Por Gilberto Lopes.
Parecia que ela existia: uma direita democrática. “Mas era porque tinham o controle, o poder de veto”. “Quando viram que a democracia poderia permitir que outros assumissem o controle, então ficaram contra a democracia”, disse Fernando Atria. Estou mais uma vez sentado com Fernando Atria, advogado constitucionalista, ex-constituinte, em sua casa em Santiago, numa conversa que já dura seis anos. O mesmo fio condutor de sempre.

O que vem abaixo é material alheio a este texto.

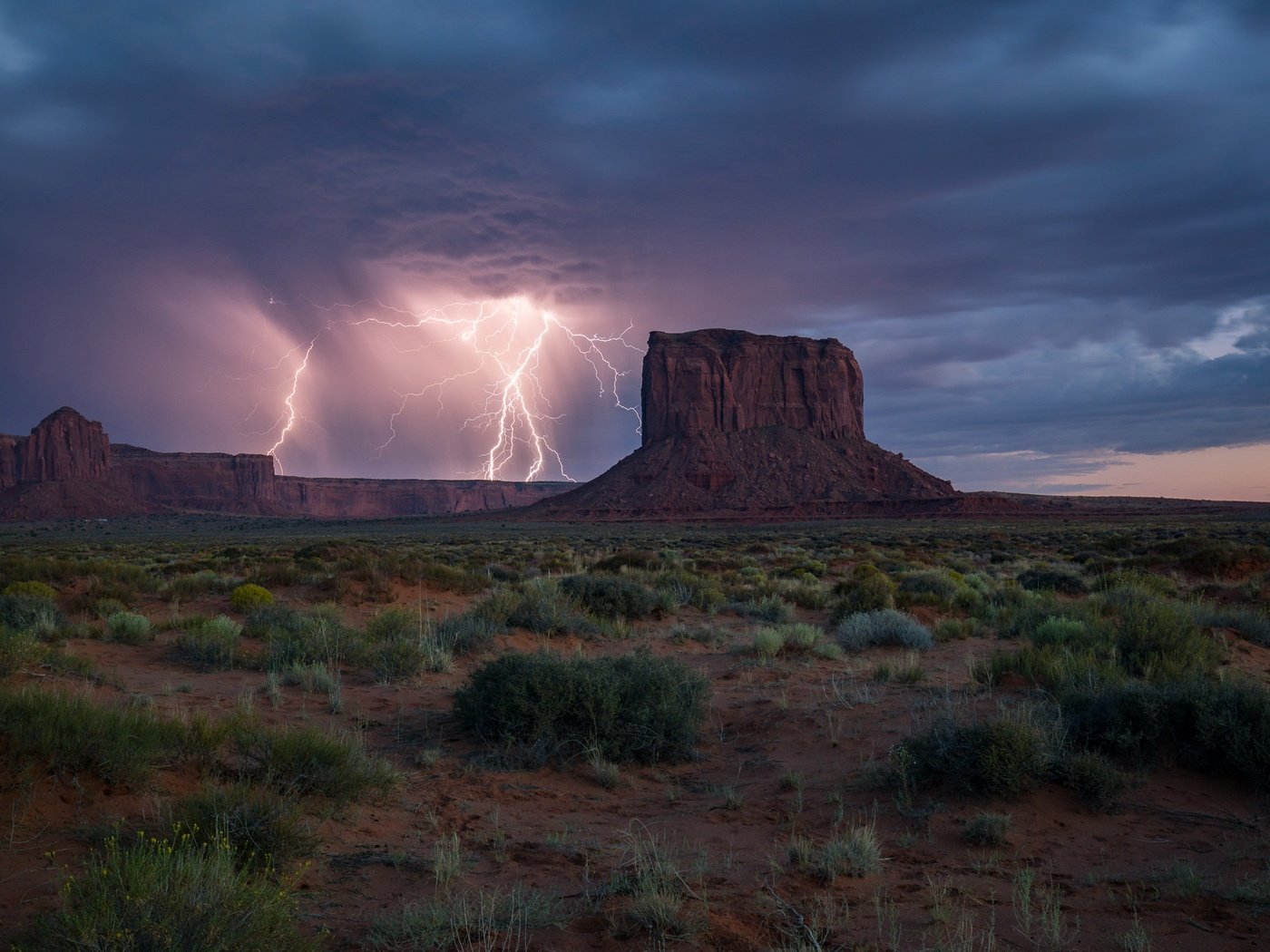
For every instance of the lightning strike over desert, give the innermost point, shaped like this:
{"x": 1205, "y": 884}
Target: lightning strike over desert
{"x": 505, "y": 340}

“A forma política chilena caducou em 18 de outubro de 2019, quando grandes protestos eclodiram devido a um aumento no transporte público, que logo se converteram numa verdadeira irrupção social”, disse-me ele em 21 de maio, quando era membro da Assembleia Constituinte. Três anos antes, quando aspirou, sem sucesso, a uma cadeira na Câmara dos Deputados – e Sebastián Piñera conquistou seu segundo mandato presidencial –, ele falava de uma mudança de época na política chilena, desde os protestos de 2011. Percebia que o país estava submetido a uma forma de governo incapaz de produzir as transformações significativas de que precisava.
Uma crise sem solução
Há seis anos, em 2017, você disse-me que havia uma “mudança de época” na política chilena. Mas que as exigências de impugnação do modelo neoliberal não podiam ser satisfeitas sem uma nova constituição. Houve avanço nessa direção, mas acho que poucas pessoas imaginavam que chegaríamos ao ponto atual, com o processo constituinte nas mãos do pinochetismo. “E agora?”, perguntei-lhe na véspera das solenidades dos 50 anos do golpe contra a Unidade Popular, quando a elaboração de uma nova proposta de constituição entrava em sua fase final.

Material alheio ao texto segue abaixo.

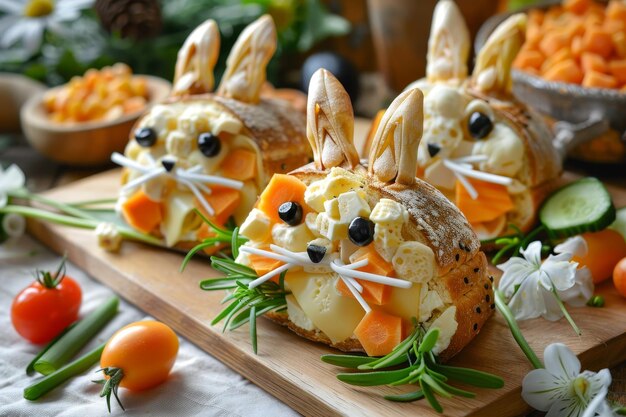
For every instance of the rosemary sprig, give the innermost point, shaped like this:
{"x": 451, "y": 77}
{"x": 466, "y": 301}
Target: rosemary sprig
{"x": 244, "y": 304}
{"x": 414, "y": 363}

“Ainda acredito que o Chile precisa de uma transformação e que a Constituição a impede”, disse Fernando Atria. “O que essa situação produziu foi uma deslegitimação progressiva, até que o processo explodiu. Só então se abriu a possibilidade de uma transformação verdadeira. Essa possibilidade fracassou e não vai se concretizar agora. Um dos motivos é o fato de ter chegado tarde demais. A crise continuará sem solução”.
Num Conselho Constitucional de 50 membros, a direita tem uma ampla maioria. Somente os republicanos, liderados por José Antonio Kast, têm 22 representantes, além de seis da UDI e cinco da Renovação Nacional-Evopoli. Desde 16 de setembro, estão votando (e aprovando) praticamente todas as reformas que o grupo fez no texto mais consensual preparado por um Comitê de Especialistas.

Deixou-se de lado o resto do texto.